Nous savons les adaptations du cinquième art vers le septième courantes, or, il est plus rare d'y voir une adaptation elle-même tirée de la capsule cinéma, ou plutôt de l'un de ses artisans. Si Le dernier hiver du Cid est un film documentaire de Patrick Jeudy, il est avant toute entreprise cinématographique le récit des deux dernières années de Gérard Philippe par son gendre Jérôme Garcin, maris de Anne-Marie Philippe, l'infante du Cid.
De sa résidence solaire de Ramatuelle à l'appartement parisien du 17 rue de Tournon jusqu'à l'antre de Shakespeare en terre anglaise, assourdie toujours des échos de Laurence Oliver, rien du court parcours du Cid ne sera dissimulé, jusque dans les plus immondes tourments d'un incurable cancer du foi dont il ne savait rien.
De cette inconnaissance peut naître un jouissif dynamisme narratif : Nous, spectateurs ailés, savons qu'il ne terminera pas le métrage, que son corps partira avant la fin, mais lui l'ignore. Ce mal qui le ronge s'éteindra et le Cid rejouera, c'est cet espoir qui anime l'être que l'on sait tragiquement condamné. Alors on mire un homme mourir. Et quel romantique soupir apparaît quand il couvre de son espérance le fatum qui l'attend.
Il y a paradoxe car il se sent revivre et on le sait mourir; Il prépare Shakespeare, quand le cancer se métastase, alors que son pronostic vital est engagé, sa main fragile tient encore Orphée qu'il s'apprêtait à incarner.

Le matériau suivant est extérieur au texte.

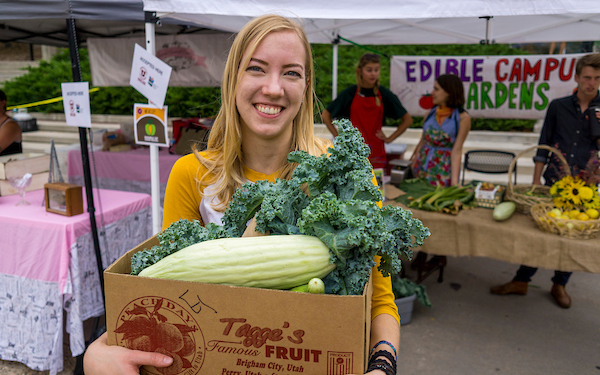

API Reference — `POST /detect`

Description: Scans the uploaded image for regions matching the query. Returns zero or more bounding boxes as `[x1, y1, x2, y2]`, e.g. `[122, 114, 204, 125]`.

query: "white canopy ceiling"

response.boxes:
[0, 0, 214, 47]
[143, 0, 600, 45]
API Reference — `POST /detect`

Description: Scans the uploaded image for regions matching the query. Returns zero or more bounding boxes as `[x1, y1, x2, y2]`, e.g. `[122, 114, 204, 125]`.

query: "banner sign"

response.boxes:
[60, 82, 92, 128]
[133, 103, 169, 147]
[390, 54, 584, 119]
[87, 33, 233, 87]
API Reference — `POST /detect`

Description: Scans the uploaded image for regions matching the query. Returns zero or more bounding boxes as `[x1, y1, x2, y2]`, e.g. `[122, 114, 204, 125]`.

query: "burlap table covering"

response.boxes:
[384, 200, 600, 273]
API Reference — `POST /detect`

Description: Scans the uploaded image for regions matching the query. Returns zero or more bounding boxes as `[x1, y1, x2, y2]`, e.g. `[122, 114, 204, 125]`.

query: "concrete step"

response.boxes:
[23, 130, 79, 144]
[36, 120, 121, 133]
[0, 60, 40, 82]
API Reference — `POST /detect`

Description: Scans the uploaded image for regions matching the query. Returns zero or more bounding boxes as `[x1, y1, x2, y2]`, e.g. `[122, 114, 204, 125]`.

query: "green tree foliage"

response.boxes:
[3, 44, 535, 131]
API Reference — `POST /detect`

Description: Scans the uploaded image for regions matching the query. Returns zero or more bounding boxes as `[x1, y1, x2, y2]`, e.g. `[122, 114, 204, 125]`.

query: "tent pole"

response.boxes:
[67, 18, 104, 303]
[67, 18, 108, 375]
[331, 35, 340, 101]
[145, 12, 162, 234]
[479, 16, 493, 44]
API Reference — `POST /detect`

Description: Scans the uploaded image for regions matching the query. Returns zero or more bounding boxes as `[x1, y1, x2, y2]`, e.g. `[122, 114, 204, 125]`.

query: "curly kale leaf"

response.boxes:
[131, 219, 228, 275]
[288, 120, 383, 202]
[222, 179, 309, 237]
[256, 180, 310, 234]
[298, 193, 429, 295]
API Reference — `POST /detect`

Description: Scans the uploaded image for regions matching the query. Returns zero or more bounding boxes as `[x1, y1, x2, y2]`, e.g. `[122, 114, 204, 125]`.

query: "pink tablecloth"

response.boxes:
[68, 148, 181, 184]
[0, 190, 152, 290]
[0, 189, 151, 375]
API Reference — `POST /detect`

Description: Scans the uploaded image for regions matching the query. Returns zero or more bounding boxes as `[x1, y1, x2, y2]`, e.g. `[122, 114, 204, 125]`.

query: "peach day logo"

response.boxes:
[114, 296, 206, 375]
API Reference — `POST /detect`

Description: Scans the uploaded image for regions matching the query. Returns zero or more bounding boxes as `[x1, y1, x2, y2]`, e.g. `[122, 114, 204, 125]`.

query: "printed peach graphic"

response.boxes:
[114, 297, 205, 375]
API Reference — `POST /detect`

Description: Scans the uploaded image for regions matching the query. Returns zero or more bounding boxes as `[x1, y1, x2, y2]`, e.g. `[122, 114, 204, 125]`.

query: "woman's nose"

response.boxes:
[262, 74, 283, 96]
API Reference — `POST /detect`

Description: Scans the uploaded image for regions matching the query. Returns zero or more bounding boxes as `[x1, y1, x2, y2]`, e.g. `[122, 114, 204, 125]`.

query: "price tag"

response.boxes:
[60, 82, 92, 128]
[129, 43, 172, 108]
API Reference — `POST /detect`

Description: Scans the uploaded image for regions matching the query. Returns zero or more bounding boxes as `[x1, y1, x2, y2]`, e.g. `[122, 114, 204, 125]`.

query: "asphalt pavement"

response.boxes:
[398, 256, 600, 375]
[0, 249, 600, 375]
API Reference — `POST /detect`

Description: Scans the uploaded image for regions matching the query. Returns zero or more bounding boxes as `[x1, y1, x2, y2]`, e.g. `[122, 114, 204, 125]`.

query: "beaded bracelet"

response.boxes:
[367, 359, 396, 375]
[369, 340, 398, 359]
[369, 350, 397, 371]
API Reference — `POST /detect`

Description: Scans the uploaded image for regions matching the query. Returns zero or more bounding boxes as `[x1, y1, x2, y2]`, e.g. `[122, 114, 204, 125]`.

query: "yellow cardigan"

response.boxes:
[163, 154, 400, 324]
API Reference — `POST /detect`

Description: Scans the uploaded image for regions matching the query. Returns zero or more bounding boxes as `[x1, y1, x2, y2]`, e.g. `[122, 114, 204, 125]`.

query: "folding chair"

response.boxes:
[462, 150, 517, 185]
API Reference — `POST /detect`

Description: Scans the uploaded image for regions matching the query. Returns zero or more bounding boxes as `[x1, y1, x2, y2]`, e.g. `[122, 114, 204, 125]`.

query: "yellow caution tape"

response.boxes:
[6, 87, 100, 110]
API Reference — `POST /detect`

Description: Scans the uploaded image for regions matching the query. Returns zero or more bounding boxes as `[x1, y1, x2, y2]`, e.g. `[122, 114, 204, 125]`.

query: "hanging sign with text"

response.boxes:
[390, 54, 584, 119]
[60, 82, 92, 128]
[129, 43, 172, 108]
[133, 103, 169, 147]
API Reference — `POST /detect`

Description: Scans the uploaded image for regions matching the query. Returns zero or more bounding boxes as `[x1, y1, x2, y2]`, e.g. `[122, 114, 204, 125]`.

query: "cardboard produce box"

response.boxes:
[104, 236, 372, 375]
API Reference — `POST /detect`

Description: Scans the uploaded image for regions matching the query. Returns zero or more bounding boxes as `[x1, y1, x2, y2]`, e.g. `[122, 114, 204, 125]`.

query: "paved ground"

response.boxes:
[398, 256, 600, 375]
[0, 254, 600, 375]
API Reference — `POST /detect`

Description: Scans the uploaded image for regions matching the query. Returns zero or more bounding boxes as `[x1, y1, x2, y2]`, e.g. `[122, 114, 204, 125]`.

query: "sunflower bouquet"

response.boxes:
[550, 176, 600, 210]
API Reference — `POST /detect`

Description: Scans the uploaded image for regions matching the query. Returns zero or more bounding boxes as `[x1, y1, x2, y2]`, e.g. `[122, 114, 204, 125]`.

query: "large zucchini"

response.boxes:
[139, 235, 335, 289]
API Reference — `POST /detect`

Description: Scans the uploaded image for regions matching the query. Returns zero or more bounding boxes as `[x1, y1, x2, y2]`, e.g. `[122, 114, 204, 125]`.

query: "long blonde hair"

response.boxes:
[356, 53, 381, 106]
[194, 15, 331, 211]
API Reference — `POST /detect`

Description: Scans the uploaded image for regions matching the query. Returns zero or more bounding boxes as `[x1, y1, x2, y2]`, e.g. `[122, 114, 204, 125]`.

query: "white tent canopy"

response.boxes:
[144, 0, 600, 45]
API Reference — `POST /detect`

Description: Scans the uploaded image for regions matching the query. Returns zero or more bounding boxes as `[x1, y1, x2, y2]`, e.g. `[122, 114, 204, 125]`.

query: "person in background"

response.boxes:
[0, 90, 23, 155]
[410, 74, 471, 277]
[84, 15, 400, 375]
[321, 53, 412, 168]
[490, 53, 600, 308]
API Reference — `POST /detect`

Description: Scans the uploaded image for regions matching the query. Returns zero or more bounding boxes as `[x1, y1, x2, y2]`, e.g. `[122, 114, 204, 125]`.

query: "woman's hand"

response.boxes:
[83, 333, 173, 375]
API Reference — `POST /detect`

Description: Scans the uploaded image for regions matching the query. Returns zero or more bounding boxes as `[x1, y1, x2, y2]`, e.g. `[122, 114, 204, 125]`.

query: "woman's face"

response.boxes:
[235, 31, 307, 142]
[360, 63, 381, 89]
[431, 81, 449, 105]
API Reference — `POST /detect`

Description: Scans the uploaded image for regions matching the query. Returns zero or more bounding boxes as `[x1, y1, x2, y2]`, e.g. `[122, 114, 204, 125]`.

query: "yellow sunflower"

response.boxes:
[579, 186, 594, 201]
[552, 197, 571, 211]
[560, 179, 585, 206]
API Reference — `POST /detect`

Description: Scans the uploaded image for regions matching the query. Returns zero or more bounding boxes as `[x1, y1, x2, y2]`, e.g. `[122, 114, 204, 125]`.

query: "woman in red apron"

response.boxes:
[322, 53, 412, 168]
[0, 90, 23, 155]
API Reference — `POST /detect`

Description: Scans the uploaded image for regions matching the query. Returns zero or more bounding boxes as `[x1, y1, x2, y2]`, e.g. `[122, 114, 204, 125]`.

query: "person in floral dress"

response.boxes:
[411, 74, 471, 280]
[411, 74, 471, 186]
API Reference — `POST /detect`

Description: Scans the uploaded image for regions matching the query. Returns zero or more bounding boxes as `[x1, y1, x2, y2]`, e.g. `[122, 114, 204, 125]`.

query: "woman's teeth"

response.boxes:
[256, 105, 281, 115]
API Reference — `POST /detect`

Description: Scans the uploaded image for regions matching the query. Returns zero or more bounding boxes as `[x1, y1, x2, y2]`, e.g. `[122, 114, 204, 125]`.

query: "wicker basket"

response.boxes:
[504, 145, 571, 215]
[531, 203, 600, 239]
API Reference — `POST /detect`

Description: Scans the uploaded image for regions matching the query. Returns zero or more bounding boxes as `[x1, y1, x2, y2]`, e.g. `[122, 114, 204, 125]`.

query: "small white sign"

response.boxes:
[60, 82, 92, 128]
[129, 43, 172, 108]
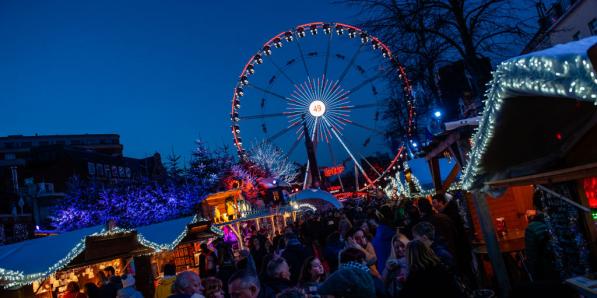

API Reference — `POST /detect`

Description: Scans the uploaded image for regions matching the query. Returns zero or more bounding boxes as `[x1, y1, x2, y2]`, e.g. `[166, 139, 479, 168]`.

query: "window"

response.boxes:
[589, 18, 597, 35]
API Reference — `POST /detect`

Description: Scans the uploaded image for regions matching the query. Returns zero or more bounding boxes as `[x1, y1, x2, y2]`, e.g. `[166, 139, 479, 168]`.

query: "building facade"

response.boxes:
[522, 0, 597, 54]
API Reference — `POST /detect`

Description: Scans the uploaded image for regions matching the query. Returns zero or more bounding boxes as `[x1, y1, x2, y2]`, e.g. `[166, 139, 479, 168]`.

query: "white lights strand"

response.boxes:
[0, 215, 206, 288]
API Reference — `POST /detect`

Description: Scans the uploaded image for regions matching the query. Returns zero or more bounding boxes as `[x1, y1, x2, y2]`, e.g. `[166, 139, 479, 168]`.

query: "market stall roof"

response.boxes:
[136, 216, 197, 250]
[0, 226, 103, 283]
[291, 188, 342, 209]
[462, 36, 597, 189]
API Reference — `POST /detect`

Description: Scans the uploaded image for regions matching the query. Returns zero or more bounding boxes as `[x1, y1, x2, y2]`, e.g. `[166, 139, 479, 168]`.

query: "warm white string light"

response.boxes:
[0, 215, 212, 288]
[461, 37, 597, 190]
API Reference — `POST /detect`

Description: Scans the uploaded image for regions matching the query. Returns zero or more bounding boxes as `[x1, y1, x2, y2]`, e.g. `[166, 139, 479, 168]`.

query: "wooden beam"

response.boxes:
[485, 162, 597, 187]
[473, 191, 510, 297]
[425, 132, 460, 160]
[442, 162, 460, 192]
[428, 157, 442, 191]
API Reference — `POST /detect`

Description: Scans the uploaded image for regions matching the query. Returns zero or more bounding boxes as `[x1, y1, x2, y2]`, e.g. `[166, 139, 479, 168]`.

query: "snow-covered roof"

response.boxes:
[462, 36, 597, 189]
[0, 226, 102, 285]
[0, 216, 198, 287]
[290, 188, 342, 209]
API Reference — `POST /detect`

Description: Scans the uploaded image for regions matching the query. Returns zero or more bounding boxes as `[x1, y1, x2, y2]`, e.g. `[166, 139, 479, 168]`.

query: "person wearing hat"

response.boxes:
[318, 248, 383, 298]
[116, 274, 143, 298]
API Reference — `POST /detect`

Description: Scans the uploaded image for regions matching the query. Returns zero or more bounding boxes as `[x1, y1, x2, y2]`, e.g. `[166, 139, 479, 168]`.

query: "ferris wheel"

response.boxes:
[231, 22, 415, 191]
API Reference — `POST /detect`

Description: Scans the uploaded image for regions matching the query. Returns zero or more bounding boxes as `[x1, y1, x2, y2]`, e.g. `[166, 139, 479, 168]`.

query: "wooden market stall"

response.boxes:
[462, 37, 597, 296]
[0, 216, 219, 297]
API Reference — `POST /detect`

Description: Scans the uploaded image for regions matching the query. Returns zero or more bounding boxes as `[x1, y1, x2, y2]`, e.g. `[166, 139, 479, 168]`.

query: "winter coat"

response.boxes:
[319, 264, 376, 298]
[60, 292, 87, 298]
[116, 287, 143, 298]
[153, 276, 176, 298]
[398, 264, 465, 298]
[371, 224, 396, 272]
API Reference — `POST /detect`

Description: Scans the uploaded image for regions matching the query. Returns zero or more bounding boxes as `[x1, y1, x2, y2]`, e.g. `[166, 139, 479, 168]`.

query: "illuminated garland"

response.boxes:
[0, 215, 210, 288]
[461, 37, 597, 190]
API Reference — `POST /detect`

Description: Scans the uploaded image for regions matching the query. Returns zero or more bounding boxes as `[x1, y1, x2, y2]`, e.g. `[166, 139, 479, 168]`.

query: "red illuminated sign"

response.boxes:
[323, 166, 344, 177]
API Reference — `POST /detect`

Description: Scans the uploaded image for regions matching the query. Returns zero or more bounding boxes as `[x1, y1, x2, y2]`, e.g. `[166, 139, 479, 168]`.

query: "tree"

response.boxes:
[248, 141, 298, 183]
[341, 0, 533, 142]
[166, 150, 183, 181]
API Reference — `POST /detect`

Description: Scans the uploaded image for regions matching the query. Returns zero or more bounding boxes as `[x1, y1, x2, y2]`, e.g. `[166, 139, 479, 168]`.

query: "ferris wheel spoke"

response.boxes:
[322, 116, 372, 188]
[286, 138, 301, 156]
[323, 32, 334, 78]
[349, 73, 385, 94]
[247, 84, 291, 102]
[267, 122, 298, 143]
[239, 111, 301, 120]
[296, 38, 310, 78]
[348, 121, 384, 136]
[268, 56, 296, 85]
[338, 43, 365, 83]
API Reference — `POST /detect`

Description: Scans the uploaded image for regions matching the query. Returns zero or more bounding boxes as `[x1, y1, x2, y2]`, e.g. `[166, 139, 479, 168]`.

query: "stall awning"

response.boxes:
[0, 226, 103, 283]
[462, 36, 597, 189]
[136, 216, 196, 250]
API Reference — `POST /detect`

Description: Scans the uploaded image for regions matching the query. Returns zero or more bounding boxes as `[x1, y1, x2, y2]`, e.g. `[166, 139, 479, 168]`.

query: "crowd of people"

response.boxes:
[61, 195, 474, 298]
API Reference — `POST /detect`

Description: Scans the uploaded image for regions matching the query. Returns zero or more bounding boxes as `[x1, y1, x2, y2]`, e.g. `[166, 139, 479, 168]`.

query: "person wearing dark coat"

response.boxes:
[399, 240, 466, 298]
[282, 233, 309, 284]
[265, 257, 300, 294]
[99, 266, 122, 298]
[371, 205, 396, 272]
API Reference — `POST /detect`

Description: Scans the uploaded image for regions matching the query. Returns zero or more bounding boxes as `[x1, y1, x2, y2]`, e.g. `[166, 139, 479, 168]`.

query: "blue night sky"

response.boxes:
[0, 0, 355, 160]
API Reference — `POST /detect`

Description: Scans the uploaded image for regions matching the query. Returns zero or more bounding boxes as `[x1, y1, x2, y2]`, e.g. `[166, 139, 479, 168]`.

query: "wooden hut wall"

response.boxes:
[467, 186, 534, 240]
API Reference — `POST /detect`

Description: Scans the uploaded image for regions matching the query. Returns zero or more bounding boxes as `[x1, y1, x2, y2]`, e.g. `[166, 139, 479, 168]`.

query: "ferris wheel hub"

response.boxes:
[309, 100, 325, 117]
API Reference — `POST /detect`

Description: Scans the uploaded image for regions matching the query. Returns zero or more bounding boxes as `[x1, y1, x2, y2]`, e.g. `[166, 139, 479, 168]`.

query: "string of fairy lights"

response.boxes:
[461, 37, 597, 190]
[0, 215, 215, 288]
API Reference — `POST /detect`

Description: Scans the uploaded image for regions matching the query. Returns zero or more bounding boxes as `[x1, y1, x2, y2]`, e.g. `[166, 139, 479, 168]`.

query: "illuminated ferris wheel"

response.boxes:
[231, 22, 414, 190]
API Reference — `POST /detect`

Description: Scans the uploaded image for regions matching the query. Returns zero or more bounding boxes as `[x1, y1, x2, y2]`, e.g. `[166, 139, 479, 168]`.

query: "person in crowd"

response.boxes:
[371, 205, 396, 272]
[249, 235, 267, 273]
[266, 257, 293, 294]
[216, 244, 237, 294]
[431, 193, 476, 283]
[116, 274, 143, 298]
[199, 243, 217, 278]
[153, 263, 176, 298]
[399, 240, 466, 298]
[298, 256, 326, 296]
[282, 233, 308, 284]
[203, 277, 224, 298]
[83, 282, 100, 298]
[168, 271, 203, 298]
[276, 287, 304, 298]
[61, 281, 87, 298]
[319, 248, 376, 298]
[417, 198, 456, 255]
[524, 193, 559, 281]
[412, 221, 455, 270]
[228, 270, 275, 298]
[400, 201, 421, 239]
[382, 233, 409, 297]
[100, 266, 122, 298]
[346, 228, 381, 277]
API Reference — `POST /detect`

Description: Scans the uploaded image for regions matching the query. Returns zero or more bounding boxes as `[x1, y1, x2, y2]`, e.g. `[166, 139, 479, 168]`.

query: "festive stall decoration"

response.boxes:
[462, 37, 597, 189]
[0, 215, 205, 288]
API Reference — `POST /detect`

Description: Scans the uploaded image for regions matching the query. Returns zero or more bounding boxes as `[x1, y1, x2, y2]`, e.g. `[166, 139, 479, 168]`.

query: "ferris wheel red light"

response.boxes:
[231, 22, 416, 189]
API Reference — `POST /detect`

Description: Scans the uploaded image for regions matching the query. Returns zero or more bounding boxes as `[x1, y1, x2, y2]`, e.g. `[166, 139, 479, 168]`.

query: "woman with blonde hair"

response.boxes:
[400, 240, 465, 298]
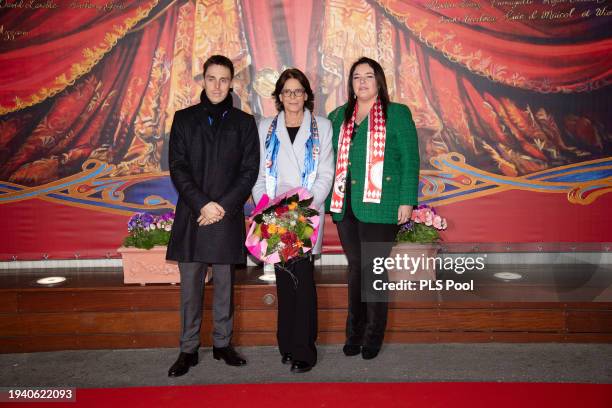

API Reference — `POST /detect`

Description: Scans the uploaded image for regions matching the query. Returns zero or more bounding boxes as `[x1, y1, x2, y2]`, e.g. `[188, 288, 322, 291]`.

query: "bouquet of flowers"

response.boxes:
[396, 204, 447, 244]
[245, 187, 319, 265]
[123, 211, 174, 249]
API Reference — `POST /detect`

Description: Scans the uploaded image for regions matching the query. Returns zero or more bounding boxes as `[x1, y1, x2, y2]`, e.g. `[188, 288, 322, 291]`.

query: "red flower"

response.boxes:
[261, 224, 270, 239]
[281, 231, 298, 246]
[274, 205, 289, 217]
[281, 245, 300, 261]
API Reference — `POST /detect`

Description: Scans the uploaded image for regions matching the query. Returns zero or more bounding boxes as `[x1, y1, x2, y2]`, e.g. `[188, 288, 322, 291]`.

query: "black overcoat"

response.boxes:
[166, 103, 259, 264]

Car ce travail sera vain et jamais ne paraîtra, Garcin prend la plume et Jeudy la caméra; ensemble ils font surgir ses années perdues, sa souffrance aussi.
Et nous, nous les regardons déployer avec maîtrise ce morceau de vie, couvert d'une chaleur propre aux hommes d'empathie.
Hélas, à l'âge de la conservation et de la mémoire, les connus encore brillants d'un travail admiré sont braqués d'une nouvelle luminescence qui assombrit un peu plus encore leurs contemporains.
Choisir le Cid c'est oublier Don Diègue, Don Fernand, Don Gomes ou Don Aras, choisir Gérard, c'est renoncer à un corps plus large d'effacés jetés aux oubliettes de l'histoire.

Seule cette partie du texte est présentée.